I feel unclean for compiling this data and writing this post, but my curiosity was piqued.

When 1280 The Zone's Big Show posted a Facebook poll about who the greatest Laker was, I couldn't help but want to answer.  Starting with Jerry West, there have been six players wearing the purple and gold of Los Angeles who are imprinted on the history of basketball in an astounding and permanent way.  And because each of these players have been blessed with incredible natural talent in an individual way, it's difficult (if not impossible) to definitively declare the all-time best.

But, being basketball fans, the easiest way to start this kind of discussion is to look at stats.  And so I give you: AMATEUR NUMBERS IN A PILE SOME RUDIMENTARY STATISTICS.

Some of the numbers here bear explanation.  Jerry West shows a pretty miserable chance of landing the Lakeshow in a division championship, but that's because the makeup of the NBA has changed since West's inaugural season of 1960-1961.  These changes are also reflected in West's average wins per season.  But the Western Conference (formerly Western Division) and NBA Championship numbers are accurate.  The only other minor points to note are (1) I didn't include Magic Johnson's 1996 "season;" (2) the current season isn't included in Kobe's stats, but two lockout seasons are; and (3) the 1999 lockout is also reflected in Shaq's statistics.

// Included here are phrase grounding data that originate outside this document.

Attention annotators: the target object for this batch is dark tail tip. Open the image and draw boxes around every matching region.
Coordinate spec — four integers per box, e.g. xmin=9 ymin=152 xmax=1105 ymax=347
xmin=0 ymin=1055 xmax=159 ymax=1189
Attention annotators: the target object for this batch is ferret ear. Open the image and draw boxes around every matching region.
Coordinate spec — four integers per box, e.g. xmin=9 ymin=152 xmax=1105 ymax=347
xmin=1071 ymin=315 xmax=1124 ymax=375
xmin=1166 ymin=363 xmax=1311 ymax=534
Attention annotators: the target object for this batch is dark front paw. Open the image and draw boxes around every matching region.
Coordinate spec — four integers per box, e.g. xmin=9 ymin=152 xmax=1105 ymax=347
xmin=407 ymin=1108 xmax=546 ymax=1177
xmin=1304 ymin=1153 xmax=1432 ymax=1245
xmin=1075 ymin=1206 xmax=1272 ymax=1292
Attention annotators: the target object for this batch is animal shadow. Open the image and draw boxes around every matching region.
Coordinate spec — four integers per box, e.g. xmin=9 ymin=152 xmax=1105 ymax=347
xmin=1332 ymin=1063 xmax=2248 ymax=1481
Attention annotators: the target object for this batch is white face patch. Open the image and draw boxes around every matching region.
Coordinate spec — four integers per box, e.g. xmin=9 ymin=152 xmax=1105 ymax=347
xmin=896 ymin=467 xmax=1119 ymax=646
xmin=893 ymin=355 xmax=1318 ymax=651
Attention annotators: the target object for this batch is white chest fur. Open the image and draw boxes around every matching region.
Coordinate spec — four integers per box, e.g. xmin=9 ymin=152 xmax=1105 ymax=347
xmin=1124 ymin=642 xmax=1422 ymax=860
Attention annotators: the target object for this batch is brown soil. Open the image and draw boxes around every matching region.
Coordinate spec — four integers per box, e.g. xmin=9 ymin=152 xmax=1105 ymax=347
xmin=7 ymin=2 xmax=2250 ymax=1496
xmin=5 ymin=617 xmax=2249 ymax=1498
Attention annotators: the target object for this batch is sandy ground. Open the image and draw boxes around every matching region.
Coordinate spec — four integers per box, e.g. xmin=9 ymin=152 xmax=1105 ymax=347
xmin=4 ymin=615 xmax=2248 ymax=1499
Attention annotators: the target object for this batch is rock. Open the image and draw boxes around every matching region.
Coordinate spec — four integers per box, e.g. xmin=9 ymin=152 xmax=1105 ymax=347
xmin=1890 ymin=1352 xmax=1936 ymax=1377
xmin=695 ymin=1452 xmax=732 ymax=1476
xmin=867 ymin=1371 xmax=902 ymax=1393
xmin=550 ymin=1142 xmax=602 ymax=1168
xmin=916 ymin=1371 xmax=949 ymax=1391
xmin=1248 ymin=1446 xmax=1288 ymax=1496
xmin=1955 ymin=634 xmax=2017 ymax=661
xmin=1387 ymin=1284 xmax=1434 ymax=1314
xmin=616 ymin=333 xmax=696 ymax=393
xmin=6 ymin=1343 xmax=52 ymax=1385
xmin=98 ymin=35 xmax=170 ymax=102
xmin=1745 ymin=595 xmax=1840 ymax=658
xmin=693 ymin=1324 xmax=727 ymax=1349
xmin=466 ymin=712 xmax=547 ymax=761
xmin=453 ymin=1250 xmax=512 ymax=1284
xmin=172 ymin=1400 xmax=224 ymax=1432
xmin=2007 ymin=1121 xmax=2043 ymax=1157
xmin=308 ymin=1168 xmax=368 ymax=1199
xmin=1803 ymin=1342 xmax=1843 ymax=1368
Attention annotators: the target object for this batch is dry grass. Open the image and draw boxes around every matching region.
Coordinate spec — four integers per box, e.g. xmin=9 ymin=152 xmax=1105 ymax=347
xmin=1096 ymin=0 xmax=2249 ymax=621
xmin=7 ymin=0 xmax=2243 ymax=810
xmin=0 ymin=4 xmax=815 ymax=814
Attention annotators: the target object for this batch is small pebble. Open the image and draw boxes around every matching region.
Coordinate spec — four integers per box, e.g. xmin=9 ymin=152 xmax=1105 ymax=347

Surprisingly, you don't see a different player leading in each category:
  • Wests numbers are a little wonky as the league was developing.  3rd in ppg, 5th in game availability, last in average Laker wins, last in division champion probability, 3rd in conference champion probability, and waaay dead last in championships per year. 
  • Chamberlain:  1st in ppg, 4th in game availability, 1st in wins, 2nd in division probability, 1st in conference probability, and 5th in champ odds.
  • Kareem Abdul-Jabbar: 4th in ppg, 1st in game availability, 3rd in division probability, 4th in conference probability, and 3rd in championship probability.
  • Magic: 6th in ppg, 2nd in games, 2nd in wins, 1st in division probability, 2nd in conference probability, and 1st in championship probability.
  • Kobe: 2nd in ppg, 3rd in games, 5th in wins, 4th in division probability, 6th in odds to win the West, and 4th in championship probability.
  • Shaq: 5th in ppg, 6th in game availability, 3rd in wins, 5th in division odds, 5th in conference odds, and 2nd in championship odds.

If we look at the average rank, Jerry West (with the shakiest of mathematical underpinnings) is dead last at 4.833, which I don't feel that bad about since he only won a single championship.  The fifth-greatest Laker is Shaquille O'Neal with a 4.333.  At 4.000, fourth goes to the Black Mamba.  Third place is Kareem with a 3.167.

There's a tie for first and second, with both Wilt Chamberlain and Earvin averaging 2.333.  But these numbers include career-average point-per-game numbers, which doesn't favor a point guard like Magic.  Drop ppg from the metric, and Wilt averages 2.600 while Johnson drops to 1.600 (Kobe and Shaq switch 4 and 5 spots).

So you see, using some probably-not-good-enough-for-seventh-grade statistical analysis, Magic Johnson remains the greatest Laker to ever play the game.  Sorry, Kobe.

Actually, I'm not sorry.  SUCK IT, MAMBA.